Software artifacts: hash, don't sign

In server-side software, cryptography is like war: a last resort for when you’ve tried all of your other options, and they all failed.

– myself, November 19, 2021

Despite my misgivings about cryptography, there is one kind of cryptography that I am happy to use in almost any circumstance: hashing. Cryptographic hashes are miraculous. They can summarize1 the entire state of a large-scale distributed system, leaving zero degrees of freedom for an attacker (or misconfiguration) to exploit. Hashes have no keys to leak or misuse. Hashes are configuration-free: anyone can verify that a given input hashes to a certain output. There is no greater tool for protecting the integrity of a system.

Signing

Once you have hashed a document, a little demon may appear and offer to “upgrade” that hash into a digital signature. (Every modern digital signature algorithm takes a cryptographic hash as its input; cryptographic hashing is always the precursor step to signing2). In most cases you should send the imp packing.

Signing is hashing’s evil twin. A digital signature is proof that someone, at some point, had possession of a cryptographic key. Who is that someone? Beats me. Do we trust them? Maybe. Will they leak their key at some point in the future? Sorry, I misplaced my crystal ball. Were they bribed, tricked, or coerced into signing? I hope not. If they had the opportunity to sign again, would they? I don’t know…ask them.
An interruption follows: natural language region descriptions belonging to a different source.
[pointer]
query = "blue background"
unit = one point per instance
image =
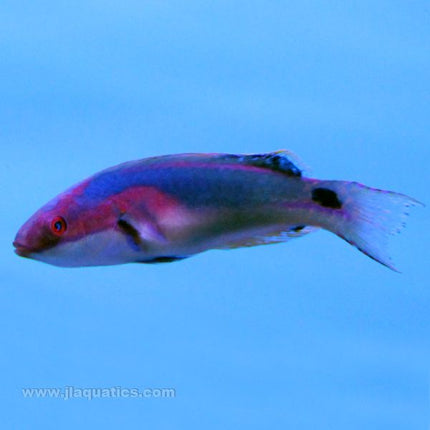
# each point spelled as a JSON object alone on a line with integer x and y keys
{"x": 310, "y": 334}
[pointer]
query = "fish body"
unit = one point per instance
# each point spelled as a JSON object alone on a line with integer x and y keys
{"x": 171, "y": 207}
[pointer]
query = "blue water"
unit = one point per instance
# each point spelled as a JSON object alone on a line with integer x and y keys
{"x": 306, "y": 335}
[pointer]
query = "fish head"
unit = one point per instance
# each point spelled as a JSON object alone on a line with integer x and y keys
{"x": 68, "y": 232}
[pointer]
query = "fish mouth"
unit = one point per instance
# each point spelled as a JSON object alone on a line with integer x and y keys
{"x": 22, "y": 250}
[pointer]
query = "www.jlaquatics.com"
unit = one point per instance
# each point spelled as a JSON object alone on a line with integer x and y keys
{"x": 90, "y": 393}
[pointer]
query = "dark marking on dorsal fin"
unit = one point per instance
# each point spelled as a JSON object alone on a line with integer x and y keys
{"x": 276, "y": 161}
{"x": 326, "y": 198}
I’ll admit that artifact signing has some limited usefulness when transferring software between organizations. In that context it can prevent an attacker who gains access to a software publisher’s website from undetectably modifying artifacts3. It is important that the signatures be time-bound: hosting a recent copy of the Ubuntu package archive is an incredible public service; hosting a stale copy is a replay attack (intentional or not).

As a defender, no matter what, incorporating a third party artifact into your build should involve the same three step procedure:

  1. verify the signature
  2. write a lockfile with the hash you verified
  3. build against that lockfile

ACLs rule everything around me

Within an organization it is better to build artifact management around a plain-old RDBMS. When the CI system builds an artifact, it inserts a row to the database, storing information like: the current time, the configuration of the build environment, the SHA of the git commit it processed, the hash of the output artifact, etc. Plain-old ACLs (and stored procedures, if you like) can be used to ensure that only authorized CI control plane nodes can write into the DB.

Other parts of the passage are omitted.